Education in the future needs to emphasize teaching kids to ask good questions. Much of what we do now constitutes the generation of answers (think: standardized tests) with penalties for errors, but the revolution in technology suggests that computers will, one way or another, generate a lot of answers by processing and analyzing data. But as far as I know, computers are not very good at asking questions, and questions are what we need for the deep innovation needed to stimulate cultural and economic change.
I recall an exercise I did with my 10th graders where I assigned each one to "lead a class discussion." I suggested that a good discussion springs from a good question. One kid asked, "Do you mean a teacher question?"

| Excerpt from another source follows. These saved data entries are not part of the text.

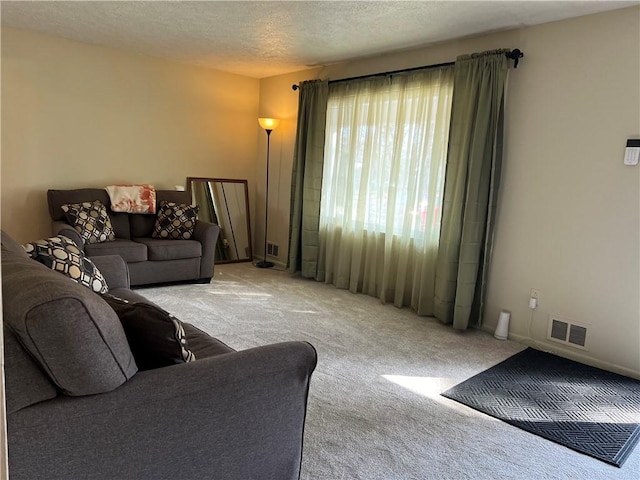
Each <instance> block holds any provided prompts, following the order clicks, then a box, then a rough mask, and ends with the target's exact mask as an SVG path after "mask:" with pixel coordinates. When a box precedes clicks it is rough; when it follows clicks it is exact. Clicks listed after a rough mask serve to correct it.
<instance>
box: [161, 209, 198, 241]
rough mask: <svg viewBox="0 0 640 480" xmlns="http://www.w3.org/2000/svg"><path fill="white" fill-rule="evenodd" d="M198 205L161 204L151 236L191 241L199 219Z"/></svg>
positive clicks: (173, 239)
mask: <svg viewBox="0 0 640 480" xmlns="http://www.w3.org/2000/svg"><path fill="white" fill-rule="evenodd" d="M198 210H199V208H198V206H197V205H186V204H184V203H175V202H165V201H163V202H160V205H159V206H158V218H156V224H155V227H154V229H153V233H152V234H151V236H152V237H153V238H163V239H173V240H190V239H191V238H192V237H193V229H194V228H195V226H196V219H197V217H198Z"/></svg>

"What's a teacher question?"
"A question where the teacher already knows the answer."
We went on to make a distinction between "teacher questions" and "real questions," with the understanding that while the former may be useful, the latter should underlie any good discussion.
How do we teach students to ask real questions? Here’s one technique I used: After reading a play or novel with my 12th graders, I would break my seminar into groups of 3 and ask each group to come up with 3 essay questions for the upcoming exam on the book. Each group would have 20% of each student’s grade determined by the quality of the questions. A conversation ensued, of course, about what constitutes a good question. The best questions appeared on the exam.
I am reluctant to prescribe any pedagogy to teachers who know their students better than I do (mine were college-bound high school seniors in Ann Arbor), but I do think teachers need to be exposed to success stories of their colleagues.